お前、ホントに外国行ってきたのか?
というのは、懐かしい「寅さんのおいちゃん」の台詞。
ええ、行ってきましたとも。何ならアメリカだって遠くから見てきた次第で。
流石はイギリス植民地、女王陛下の名を冠した州都ヴィクトリアより鉛色した海をのぞめば、沖のカモメが飛び交うあたりに、小さくせり出した半島があって、「あれがシアトルの街だ」とホストファミリーの親父さんが言う。
つまりそれは、私が初めて眺めたアメリカで、一つの国から他所の国を眺めるという経験のなかった私にとって、けっこう衝撃的な体験でありました。
県境はおろか、せいぜい町境を越えるのが関の山である人間にとって、国と国の境の線というものを意識することなどまずありません。世界史で習い覚えた国同士の領土合戦も、こうしてみるとなるほど納得。これなら取り合いっこになっても仕方がないと、ヘンに納得したものでした。
ファミリーに連れられて大通りを歩く。曇り日の石畳に早くも街路の光が滲み出し、鼻息白く議事堂前を馬車がせわしなく往来する。
一家はクリスマス用品の専門店に立ち寄り、ツリーに下げる新しいぼんぼりを買い求め、一方の私はショーウインドに映る寂しげな東洋人の姿を発見するにつけて、強烈なアウェー感を新たにしたものでした。
この内心に渦巻くものは、たとい私が英語をペラペラに話せたって伝わるものではなかったことでしょう。
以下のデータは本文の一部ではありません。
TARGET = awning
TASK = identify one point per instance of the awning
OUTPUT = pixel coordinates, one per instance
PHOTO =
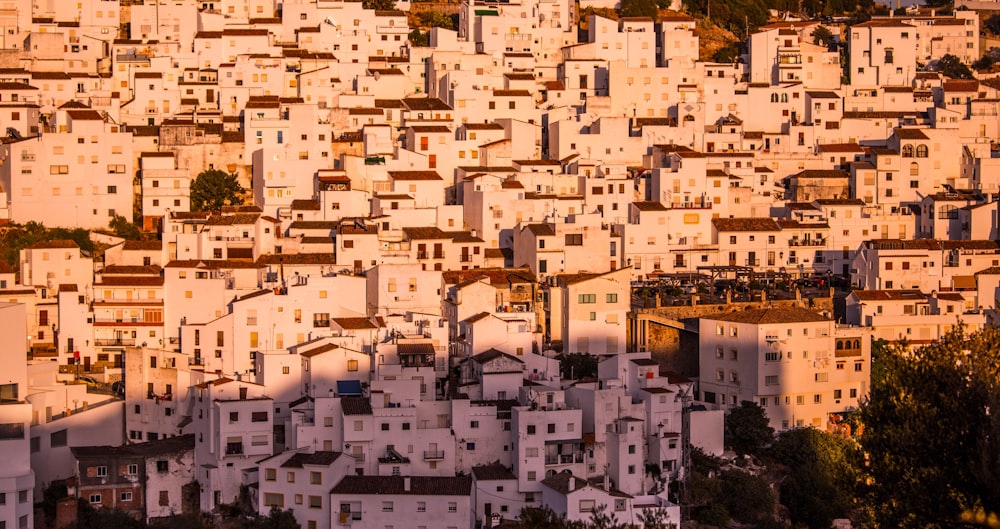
(349, 388)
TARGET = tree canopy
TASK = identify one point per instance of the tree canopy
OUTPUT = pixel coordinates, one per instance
(16, 237)
(213, 189)
(953, 67)
(823, 473)
(125, 229)
(380, 5)
(640, 8)
(930, 432)
(748, 430)
(992, 24)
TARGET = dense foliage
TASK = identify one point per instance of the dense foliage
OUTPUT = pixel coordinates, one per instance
(930, 431)
(213, 189)
(125, 229)
(16, 237)
(381, 5)
(953, 67)
(600, 518)
(748, 430)
(992, 24)
(823, 472)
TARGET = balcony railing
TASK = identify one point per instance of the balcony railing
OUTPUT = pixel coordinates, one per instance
(114, 341)
(807, 242)
(563, 459)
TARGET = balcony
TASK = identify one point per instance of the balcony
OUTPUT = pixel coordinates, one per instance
(120, 342)
(563, 459)
(807, 242)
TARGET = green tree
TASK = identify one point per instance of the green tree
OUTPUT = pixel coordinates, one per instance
(992, 24)
(822, 475)
(931, 431)
(727, 54)
(420, 39)
(953, 67)
(125, 229)
(640, 8)
(747, 429)
(747, 498)
(380, 5)
(89, 518)
(213, 189)
(15, 237)
(989, 58)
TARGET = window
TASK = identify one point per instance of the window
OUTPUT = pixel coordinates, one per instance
(55, 438)
(272, 499)
(15, 430)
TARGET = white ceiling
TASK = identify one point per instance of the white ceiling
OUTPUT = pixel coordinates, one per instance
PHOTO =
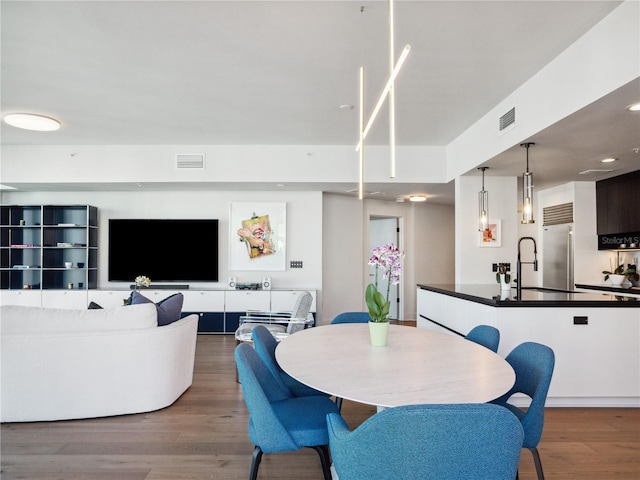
(275, 73)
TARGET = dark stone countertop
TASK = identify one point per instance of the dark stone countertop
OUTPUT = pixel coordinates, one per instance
(531, 297)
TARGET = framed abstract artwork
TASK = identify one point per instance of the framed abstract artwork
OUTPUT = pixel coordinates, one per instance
(491, 236)
(257, 236)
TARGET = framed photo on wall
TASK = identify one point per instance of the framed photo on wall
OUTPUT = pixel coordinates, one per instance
(491, 236)
(257, 236)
何せそれは自分ですらよく分からないのだから、どうにかこうにかしてそれを形にするためには、万の言葉が必要であり、しかるべき文体が必要だったのです。
いやはや、私にとっての「文学」の一丁目一番地は、ひょっとすると、カナダだったのかもしれません。言葉に不自由するという経験が、言葉によって自由に表現することを渇望せしめる契機となったことは確かなようです。